Sam Bankman-Fried, the jailed founder of collapsed cryptocurrency exchange FTX, is expected to return to the US on Wednesday to face criminal charges after waiving his right to contest extradition from the Bahamas.
After several days of conflicting signals from Bankman-Fried’s American and Bahamian legal teams, the disgraced crypto king appeared in court in Nassau to inform a magistrate of his decision.
At the hearing, Bankman-Fried agreed to be extradited to the United States.

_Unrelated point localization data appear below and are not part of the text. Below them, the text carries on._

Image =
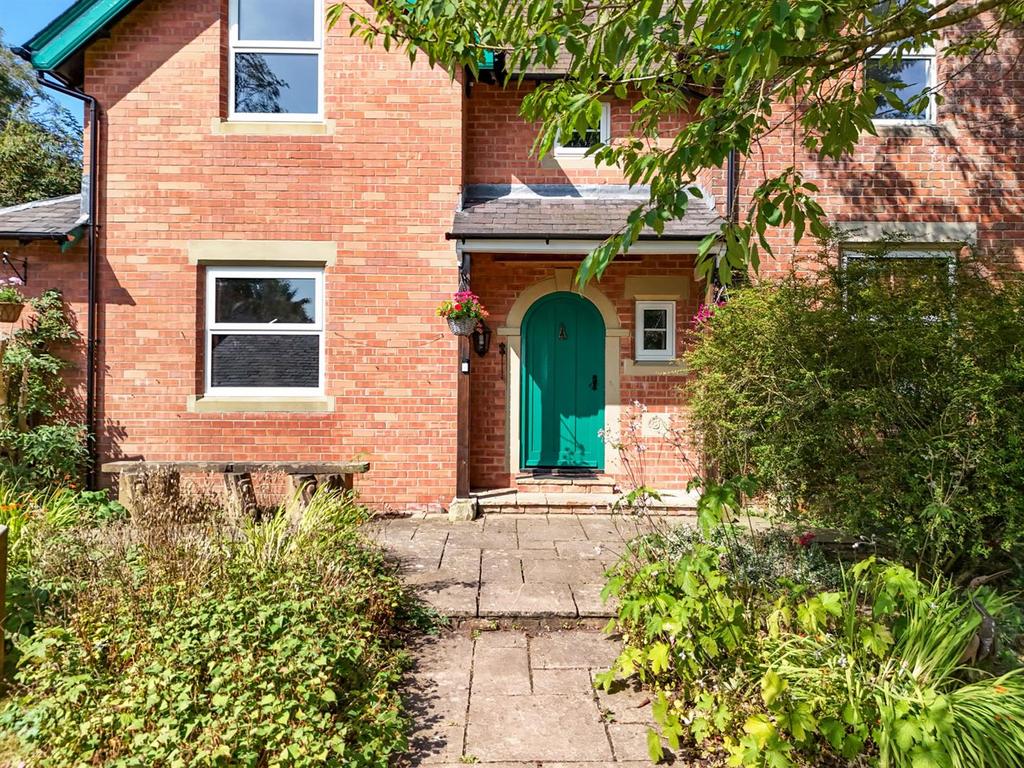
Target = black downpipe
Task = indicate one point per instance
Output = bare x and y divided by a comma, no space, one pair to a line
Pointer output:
731,186
91,341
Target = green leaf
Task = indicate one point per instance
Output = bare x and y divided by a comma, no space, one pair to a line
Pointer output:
771,687
761,728
654,749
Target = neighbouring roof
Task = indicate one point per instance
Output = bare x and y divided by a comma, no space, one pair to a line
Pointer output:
58,47
43,219
564,212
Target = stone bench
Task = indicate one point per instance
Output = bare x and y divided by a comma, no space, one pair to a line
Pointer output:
304,477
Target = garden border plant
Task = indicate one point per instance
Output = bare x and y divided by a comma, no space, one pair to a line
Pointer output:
890,409
185,635
773,672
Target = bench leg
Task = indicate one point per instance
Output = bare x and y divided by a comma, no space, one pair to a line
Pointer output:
136,484
300,493
241,494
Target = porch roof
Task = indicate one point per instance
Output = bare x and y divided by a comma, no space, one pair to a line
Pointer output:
43,219
565,212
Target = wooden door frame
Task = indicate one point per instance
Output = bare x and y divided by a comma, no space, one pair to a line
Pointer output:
560,280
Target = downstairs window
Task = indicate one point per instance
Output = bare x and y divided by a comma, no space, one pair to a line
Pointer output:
264,331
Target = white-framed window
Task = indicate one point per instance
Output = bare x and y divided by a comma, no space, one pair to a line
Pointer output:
264,331
655,331
925,271
915,72
275,59
578,144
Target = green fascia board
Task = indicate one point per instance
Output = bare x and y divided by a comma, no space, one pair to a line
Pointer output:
67,34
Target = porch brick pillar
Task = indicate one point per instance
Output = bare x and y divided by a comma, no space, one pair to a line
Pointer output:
463,507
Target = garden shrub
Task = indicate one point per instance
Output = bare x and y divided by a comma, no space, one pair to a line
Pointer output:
38,443
891,409
208,641
766,671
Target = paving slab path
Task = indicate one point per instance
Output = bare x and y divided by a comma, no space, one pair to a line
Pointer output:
538,566
521,699
510,697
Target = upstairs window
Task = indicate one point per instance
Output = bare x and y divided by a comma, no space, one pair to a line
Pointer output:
276,59
264,331
655,332
913,77
578,143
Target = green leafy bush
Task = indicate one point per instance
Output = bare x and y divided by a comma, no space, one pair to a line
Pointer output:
885,406
768,672
207,641
38,443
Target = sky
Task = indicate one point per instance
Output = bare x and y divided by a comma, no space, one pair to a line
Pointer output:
23,18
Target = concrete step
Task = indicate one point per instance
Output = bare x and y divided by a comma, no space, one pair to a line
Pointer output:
515,501
564,481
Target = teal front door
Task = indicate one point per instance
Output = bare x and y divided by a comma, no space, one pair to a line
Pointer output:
562,383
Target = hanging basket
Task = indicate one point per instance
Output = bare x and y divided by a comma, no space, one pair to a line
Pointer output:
463,326
10,311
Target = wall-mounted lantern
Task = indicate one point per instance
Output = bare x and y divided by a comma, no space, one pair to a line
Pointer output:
481,339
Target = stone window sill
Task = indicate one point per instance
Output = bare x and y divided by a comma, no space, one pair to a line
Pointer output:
221,404
271,128
651,368
911,129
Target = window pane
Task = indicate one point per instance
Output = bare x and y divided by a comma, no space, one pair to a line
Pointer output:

Reuters reported that his lawyer read an affidavit in which Bankman-Fried said he decided to agree to extradition in part because of a “desire to heal the clients concerned.”
After the hearing, Bankman-Fried was to be transferred to US custody and returned to the US to face criminal fraud charges related to FTX’s dramatic collapse.
The U.S. Attorney’s Office for the Southern District of New York indicted Bankman-Fried, 30, on eight felony counts including wire fraud, conspiracy and money laundering offenses, including making illegal political donations.
In a series of sometimes incoherent media interviews, Bankman-Fried said he did not plan to commit fraud and was unaware of what was going on at Alameda Research, a hedge fund he founded that allegedly received billions in client funds from FTX.
Federal prosecutors hinted strongly last week that some members of the FTX-Alameda team in the Bahamas had become government witnesses. “This was not a case of mismanagement or poor oversight, but deliberate fraud, plain and simple,” U.S. Attorney Damien Williams said last week.
Williams said Bankman-Fried’s wrongdoing included “defrauding customers, investors, creditors and our campaign finance system.”
Bankman-Fried’s return to the US resolves what appears to be a conflict between his American and Bahamian legal teams. At a chaotic hearing in Nassau on Monday, Jeron Roberts, Bankman-Fried’s lawyer from the Bahamas, told a judge he did not know the reason for the proceedings.
After speaking with the two lawyers, Bankman-Fried agreed to extradition.
“He’s waiving extradition to curry favor with the government, whether it’s through a deal to save the government potentially spending years trying to extradite him, or he’s trying to cooperate,” said Jeffrey Lichtman, a defense attorney who has been involved in a number of high-profile criminal defense cases, including that of drug lord Joaquin “El Chapo” Guzman.
“If he waives extradition,” Lichtman added, “he will not be tried. This is not surprising in a case like this because he may have no defense. In a case where the fraud is clear and easy to prove, it may not go to court, so it is very likely that he will be looking for the best deal he can.
According to Lichtman, Bankman-Fried will likely try to cooperate, but the government may not want him to, given that as the founder and CEO of FTX, he spearheaded the alleged fraud scheme.
Bankman-Fried’s original defense attorney, Paul Weiss, resigned two weeks ago, saying he could not represent the loquacious defendant, saying his “incessant and destructive tweets” made the task impossible.